Sin embargo, este panorama puede cambiar pronto gracias a los pesticidas orgánicos. Conceptualmente, un bioherbicida es un microorganismo o su derivado capaz de ejercer un efecto específico sobre una planta reconocida como plaga. El primer bioherbicida registrado en el mundo se remonta a 1981, cuando se lanzó contra el hongo Phytophthora palmivora en las plantaciones de cítricos de Florida (EEUU). Se trata de micoherbicidas, lo que significa que el principio de control eficaz se basa en un hongo. Las previsiones del mercado son satisfactorias. Se trata de un sector cuyo crecimiento se estima en 6.200 millones de reales, unos 1.275 millones de dólares, para 2025, el 95% de los cuales tienen el potencial de producirse en Brasil. Se calcula que los bioingredientes utilizados en la lucha contra las plagas permitirán ahorrar 165 millones de reales (34 millones de dólares) en pesticidas químicos.

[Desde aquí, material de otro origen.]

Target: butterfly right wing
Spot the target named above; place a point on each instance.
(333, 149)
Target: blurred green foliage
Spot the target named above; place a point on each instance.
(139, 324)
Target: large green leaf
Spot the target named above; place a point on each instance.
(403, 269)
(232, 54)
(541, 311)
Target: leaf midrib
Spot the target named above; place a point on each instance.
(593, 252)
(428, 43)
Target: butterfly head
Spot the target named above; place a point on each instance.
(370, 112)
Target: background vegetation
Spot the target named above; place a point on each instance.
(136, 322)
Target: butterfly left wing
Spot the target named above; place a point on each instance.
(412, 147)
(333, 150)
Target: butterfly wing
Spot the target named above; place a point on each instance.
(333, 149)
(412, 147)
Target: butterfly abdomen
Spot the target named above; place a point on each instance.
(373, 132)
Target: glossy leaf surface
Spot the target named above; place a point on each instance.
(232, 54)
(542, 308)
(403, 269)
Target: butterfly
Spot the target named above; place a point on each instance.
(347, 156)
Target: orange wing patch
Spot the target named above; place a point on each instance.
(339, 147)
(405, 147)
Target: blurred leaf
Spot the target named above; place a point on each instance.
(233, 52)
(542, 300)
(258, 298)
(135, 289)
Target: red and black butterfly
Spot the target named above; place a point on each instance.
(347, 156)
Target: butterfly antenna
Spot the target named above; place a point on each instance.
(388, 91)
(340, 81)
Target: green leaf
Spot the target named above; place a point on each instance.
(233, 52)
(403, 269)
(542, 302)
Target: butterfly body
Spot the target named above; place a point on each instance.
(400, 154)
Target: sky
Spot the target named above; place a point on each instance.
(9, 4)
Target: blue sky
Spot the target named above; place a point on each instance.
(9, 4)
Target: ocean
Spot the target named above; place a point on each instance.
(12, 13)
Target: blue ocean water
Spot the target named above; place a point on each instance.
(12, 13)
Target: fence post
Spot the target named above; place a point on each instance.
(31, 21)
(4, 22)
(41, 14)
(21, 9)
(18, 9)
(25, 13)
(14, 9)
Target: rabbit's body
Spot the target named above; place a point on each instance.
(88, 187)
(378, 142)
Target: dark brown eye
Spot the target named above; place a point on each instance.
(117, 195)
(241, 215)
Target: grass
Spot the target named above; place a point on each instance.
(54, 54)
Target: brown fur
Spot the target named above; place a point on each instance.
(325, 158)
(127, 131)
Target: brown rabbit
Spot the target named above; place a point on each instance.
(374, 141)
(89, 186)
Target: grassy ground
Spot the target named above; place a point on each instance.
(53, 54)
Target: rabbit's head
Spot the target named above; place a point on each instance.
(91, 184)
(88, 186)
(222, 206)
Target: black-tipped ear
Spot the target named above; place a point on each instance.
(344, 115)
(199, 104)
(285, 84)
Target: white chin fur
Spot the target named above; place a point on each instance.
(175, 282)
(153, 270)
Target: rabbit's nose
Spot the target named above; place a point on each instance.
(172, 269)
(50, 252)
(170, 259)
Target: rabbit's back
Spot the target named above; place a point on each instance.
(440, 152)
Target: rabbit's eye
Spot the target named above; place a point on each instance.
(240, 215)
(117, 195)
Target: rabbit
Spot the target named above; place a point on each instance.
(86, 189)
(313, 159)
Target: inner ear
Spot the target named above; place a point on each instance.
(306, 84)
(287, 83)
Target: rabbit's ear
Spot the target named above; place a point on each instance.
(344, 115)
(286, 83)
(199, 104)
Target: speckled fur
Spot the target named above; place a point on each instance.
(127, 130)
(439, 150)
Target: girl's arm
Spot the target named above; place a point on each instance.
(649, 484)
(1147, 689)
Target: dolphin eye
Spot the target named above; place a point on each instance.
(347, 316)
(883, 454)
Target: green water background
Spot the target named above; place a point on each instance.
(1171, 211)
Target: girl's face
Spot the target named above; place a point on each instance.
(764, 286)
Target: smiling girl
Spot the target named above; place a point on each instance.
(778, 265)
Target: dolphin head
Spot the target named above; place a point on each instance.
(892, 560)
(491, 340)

Actualmente existen en el mundo unos 20 bioherbicidas patentados. Están a la venta en Estados Unidos, Canadá, Países Bajos, China y Sudáfrica, pero ninguno en Brasil. Sin embargo, el país ha sido pionero en la investigación. En 1980 Embrapa Soja fue pionera en el desarrollo de un micoherbicida para controlar la mala hierba conocida como Euphorbia heterophylla. En abril, la Universidad Federal de Santa Maria anunció una asociación con una empresa de gestión de la innovación para desarrollar un herbicida biológico. El proyecto supone una inversión de 680.000 reales, unos 138.000 dólares, y promete, si tiene éxito, ofrecer el primer producto registrado de este tipo en Brasil. El microorganismo aislado por los investigadores muestra resultados muy próximos a los obtenidos con el uso de glifosato. La base de este potencial nuevo producto con efectos herbicidas es el hongo Fusarium fujikuroi. ¿Podría ser éste el comienzo de un cambio radical en la agricultura brasileña? Los expertos creen que sí, pero será crucial resolver el principal cuello de botella, que es poder establecer una producción regular y a gran escala.